At the center of the tale is the late Felix L. Sparks, one of Colorado's most unsung heroes — although Westword gave him a well-deserved salute in our 1994 Best of Denver issue. The blurb for "Best Disarmament Campaign" offers a brief overview of Sparks's incredible life:
General Felix L. Sparks lived through World War II to lead the U.S. Army brigade that liberated the Dachau concentration camp. Nearly fifty years later his sixteen-year-old grandson was shot to death on the streets of Denver by another teenager with an automatic weapon. The general, also a former Colorado Supreme Court justice and director of the state's Department of Natural Resources, became active with the group PUNCH! (People United — No Children's Handguns!). For his efforts, he was named the 1994 winner of the Community Champion Award by the Civil Justice Foundation in Washington, D.C.
An even more detailed look into his background was assembled by the Anti-Defamation League and the USC Shoah Foundation to accompany the following 1996 video, in which Sparks, who died eleven years later, at age ninety, shared his memories for posterity.

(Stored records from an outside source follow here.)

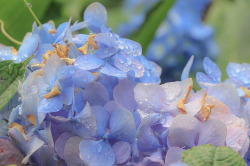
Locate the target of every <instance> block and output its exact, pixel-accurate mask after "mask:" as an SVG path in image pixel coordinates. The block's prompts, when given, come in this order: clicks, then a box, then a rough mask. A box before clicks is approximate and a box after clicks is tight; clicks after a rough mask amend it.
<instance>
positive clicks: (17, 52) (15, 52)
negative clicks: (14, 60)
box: [11, 47, 18, 55]
mask: <svg viewBox="0 0 250 166" xmlns="http://www.w3.org/2000/svg"><path fill="white" fill-rule="evenodd" d="M11 53H12V54H13V55H17V54H18V51H17V50H16V49H15V48H14V47H11Z"/></svg>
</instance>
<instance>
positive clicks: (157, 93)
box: [134, 83, 166, 112]
mask: <svg viewBox="0 0 250 166" xmlns="http://www.w3.org/2000/svg"><path fill="white" fill-rule="evenodd" d="M134 93H135V100H136V103H137V104H138V108H139V109H141V110H143V111H147V112H151V111H153V112H160V111H161V110H162V109H163V106H164V103H165V102H166V95H165V92H164V89H163V88H162V87H161V86H160V85H158V84H154V83H152V84H142V83H140V84H137V85H136V87H135V89H134Z"/></svg>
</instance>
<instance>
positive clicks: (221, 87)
mask: <svg viewBox="0 0 250 166" xmlns="http://www.w3.org/2000/svg"><path fill="white" fill-rule="evenodd" d="M207 94H208V96H213V97H215V98H216V99H218V100H220V101H221V102H223V103H224V104H226V106H228V108H229V109H230V111H231V112H232V113H233V114H234V115H237V114H238V113H239V112H240V111H241V109H240V107H241V101H240V97H239V95H238V91H237V90H236V88H235V87H234V86H232V85H229V84H226V83H220V84H217V85H215V86H213V87H212V88H210V89H209V90H208V93H207Z"/></svg>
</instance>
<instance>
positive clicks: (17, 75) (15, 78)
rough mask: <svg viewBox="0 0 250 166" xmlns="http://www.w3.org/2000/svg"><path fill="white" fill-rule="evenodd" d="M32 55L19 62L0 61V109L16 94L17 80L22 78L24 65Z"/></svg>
mask: <svg viewBox="0 0 250 166" xmlns="http://www.w3.org/2000/svg"><path fill="white" fill-rule="evenodd" d="M33 57H34V56H30V57H29V58H28V59H26V60H25V61H23V62H20V63H14V61H10V60H8V61H2V62H0V85H1V86H0V111H1V110H2V109H3V107H4V106H5V105H6V104H7V103H8V102H9V100H10V99H11V98H12V97H13V96H14V95H15V94H16V92H17V87H18V84H19V81H21V82H22V81H23V80H24V76H25V71H26V66H27V65H28V63H29V61H30V59H31V58H33Z"/></svg>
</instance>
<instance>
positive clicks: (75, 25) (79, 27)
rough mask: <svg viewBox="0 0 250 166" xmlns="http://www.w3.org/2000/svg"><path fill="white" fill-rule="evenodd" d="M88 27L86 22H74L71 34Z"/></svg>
mask: <svg viewBox="0 0 250 166" xmlns="http://www.w3.org/2000/svg"><path fill="white" fill-rule="evenodd" d="M88 25H89V23H88V22H86V21H82V22H75V23H74V24H73V25H72V26H71V27H70V30H71V32H74V31H78V30H80V29H83V28H86V27H87V26H88Z"/></svg>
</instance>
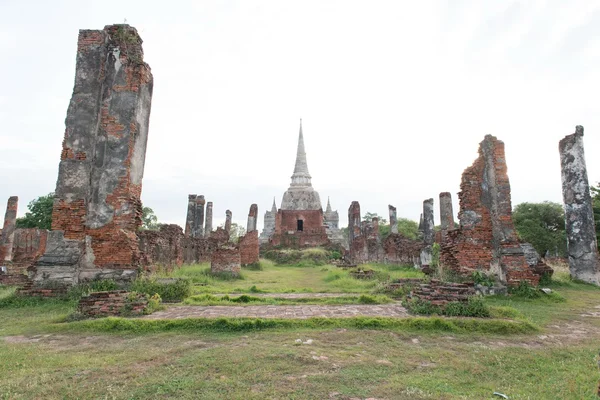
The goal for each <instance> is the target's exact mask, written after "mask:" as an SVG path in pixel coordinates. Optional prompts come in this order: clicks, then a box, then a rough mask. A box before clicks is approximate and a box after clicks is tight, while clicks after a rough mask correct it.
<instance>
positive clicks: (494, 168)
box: [441, 135, 539, 285]
mask: <svg viewBox="0 0 600 400" xmlns="http://www.w3.org/2000/svg"><path fill="white" fill-rule="evenodd" d="M460 188H461V191H460V193H459V194H458V197H459V201H460V212H459V214H458V218H459V220H460V229H457V230H453V231H448V232H447V239H446V240H445V241H444V243H443V244H442V251H441V260H442V266H443V268H447V269H450V270H453V271H454V272H456V273H458V274H460V275H465V276H466V275H470V274H471V273H472V272H473V271H476V270H481V271H483V272H486V273H491V274H494V275H496V276H497V278H498V279H499V280H500V281H502V282H506V283H508V284H509V285H517V284H518V283H519V282H520V281H527V282H529V283H531V284H534V285H536V284H537V283H538V281H539V277H538V276H536V275H534V273H533V272H532V270H531V269H530V268H529V266H528V265H527V263H526V261H525V257H524V255H523V250H522V249H521V247H520V245H519V242H518V239H517V234H516V232H515V229H514V225H513V221H512V206H511V199H510V183H509V180H508V175H507V168H506V158H505V155H504V143H503V142H502V141H500V140H498V139H497V138H495V137H494V136H491V135H487V136H486V137H485V138H484V140H483V141H482V142H481V144H480V146H479V157H478V158H477V159H476V160H475V162H474V163H473V165H471V166H470V167H469V168H467V169H466V170H465V171H464V172H463V175H462V181H461V185H460Z"/></svg>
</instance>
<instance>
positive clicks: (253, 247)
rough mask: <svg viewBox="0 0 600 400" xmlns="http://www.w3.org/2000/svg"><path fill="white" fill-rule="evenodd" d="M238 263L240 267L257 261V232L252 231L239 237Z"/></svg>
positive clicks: (254, 262)
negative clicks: (238, 261) (239, 256)
mask: <svg viewBox="0 0 600 400" xmlns="http://www.w3.org/2000/svg"><path fill="white" fill-rule="evenodd" d="M238 246H239V248H240V262H241V264H242V265H249V264H254V263H257V262H258V261H259V244H258V231H257V230H253V231H251V232H248V233H246V234H245V235H244V236H242V237H240V242H239V244H238Z"/></svg>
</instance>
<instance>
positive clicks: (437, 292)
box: [410, 279, 475, 307]
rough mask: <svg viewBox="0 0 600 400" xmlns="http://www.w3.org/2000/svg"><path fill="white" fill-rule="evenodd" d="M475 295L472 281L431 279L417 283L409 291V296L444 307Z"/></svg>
mask: <svg viewBox="0 0 600 400" xmlns="http://www.w3.org/2000/svg"><path fill="white" fill-rule="evenodd" d="M474 295H475V287H474V286H473V283H470V284H466V283H452V282H444V281H440V280H436V279H432V280H431V281H430V282H429V283H421V284H418V285H417V286H416V287H415V288H414V289H413V290H412V291H411V293H410V296H411V298H413V299H418V300H422V301H427V302H429V303H431V304H433V305H435V306H441V307H444V306H446V304H448V303H450V302H463V303H464V302H467V301H468V300H469V297H472V296H474Z"/></svg>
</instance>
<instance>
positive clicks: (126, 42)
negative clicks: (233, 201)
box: [36, 25, 153, 284]
mask: <svg viewBox="0 0 600 400" xmlns="http://www.w3.org/2000/svg"><path fill="white" fill-rule="evenodd" d="M152 88H153V78H152V74H151V72H150V67H149V66H148V64H146V63H144V61H143V50H142V39H141V38H140V37H139V35H138V33H137V31H136V30H135V28H133V27H131V26H129V25H109V26H106V27H105V28H104V29H103V30H81V31H80V32H79V39H78V44H77V65H76V74H75V85H74V89H73V96H72V98H71V102H70V104H69V108H68V111H67V118H66V121H65V125H66V129H65V135H64V140H63V148H62V152H61V161H60V164H59V172H58V180H57V185H56V190H55V200H54V207H53V211H52V231H53V232H52V234H51V235H49V237H48V246H47V252H46V254H44V255H43V256H42V257H41V258H40V260H39V262H38V265H37V273H36V280H38V281H39V280H53V279H54V276H56V278H57V279H61V280H62V281H63V282H65V283H70V284H73V283H76V281H77V280H78V279H79V278H80V277H87V278H90V279H91V278H94V277H97V276H99V275H102V276H103V277H108V276H110V274H111V273H112V274H114V275H115V276H121V275H123V276H124V275H131V274H135V270H136V269H137V267H138V265H139V262H140V253H139V245H138V236H137V235H136V232H137V229H138V228H139V227H140V225H141V216H142V204H141V201H140V195H141V190H142V177H143V173H144V164H145V153H146V142H147V139H148V126H149V118H150V105H151V98H152ZM67 262H68V263H67ZM38 274H39V276H37V275H38ZM68 274H71V275H72V277H71V278H68V277H67V275H68ZM59 277H60V278H59Z"/></svg>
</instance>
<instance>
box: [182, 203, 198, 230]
mask: <svg viewBox="0 0 600 400" xmlns="http://www.w3.org/2000/svg"><path fill="white" fill-rule="evenodd" d="M197 197H198V196H197V195H195V194H190V195H188V212H187V216H186V217H185V236H188V237H189V236H193V232H194V229H195V226H196V198H197Z"/></svg>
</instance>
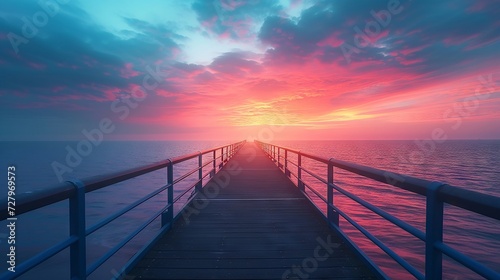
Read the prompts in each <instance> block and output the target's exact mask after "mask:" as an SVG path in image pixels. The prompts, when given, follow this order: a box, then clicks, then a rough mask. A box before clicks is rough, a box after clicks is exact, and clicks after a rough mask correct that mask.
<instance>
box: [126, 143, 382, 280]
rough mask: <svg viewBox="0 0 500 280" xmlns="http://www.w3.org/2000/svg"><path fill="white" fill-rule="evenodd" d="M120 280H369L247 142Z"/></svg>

The bio notes that Sparks was born in San Antonio in 1917 and later moved to Miami with his family. In 1936, after graduating from high school with no money to attend college owing to the Great Depression, he joined the U.S. Army and served for two years before enrolling at the University of Arizona. But in December 1940, a year before America's entry into the Second World War, he was ordered back into uniform.
In the years that followed, Sparks, who ultimately rose to the rank of colonel, took part in the Battle of the Ardennes and the Battle of the Bulge before leading the 45th division of the 7th U.S. Army, which helped to capture Nuremburg and liberate Dachau.
After the war, Sparks attended the University of Colorado Law School, from which he graduated in 1947. He subsequently put down roots in the Western Slope town of Delta, where he transitioned from his own law practice to serve as the local district attorney. After a stint on the Colorado Supreme Court, he returned to Delta while serving as a member and, later, commander of the Colorado Army National Guard. When he retired from the service, he was a brigadier general.
Here's a preview of Netflix's version of Sparks's story:
The miniseries is getting a big push from Netflix. As a result, Sparks will become known by many more people in his adopted home state and beyond.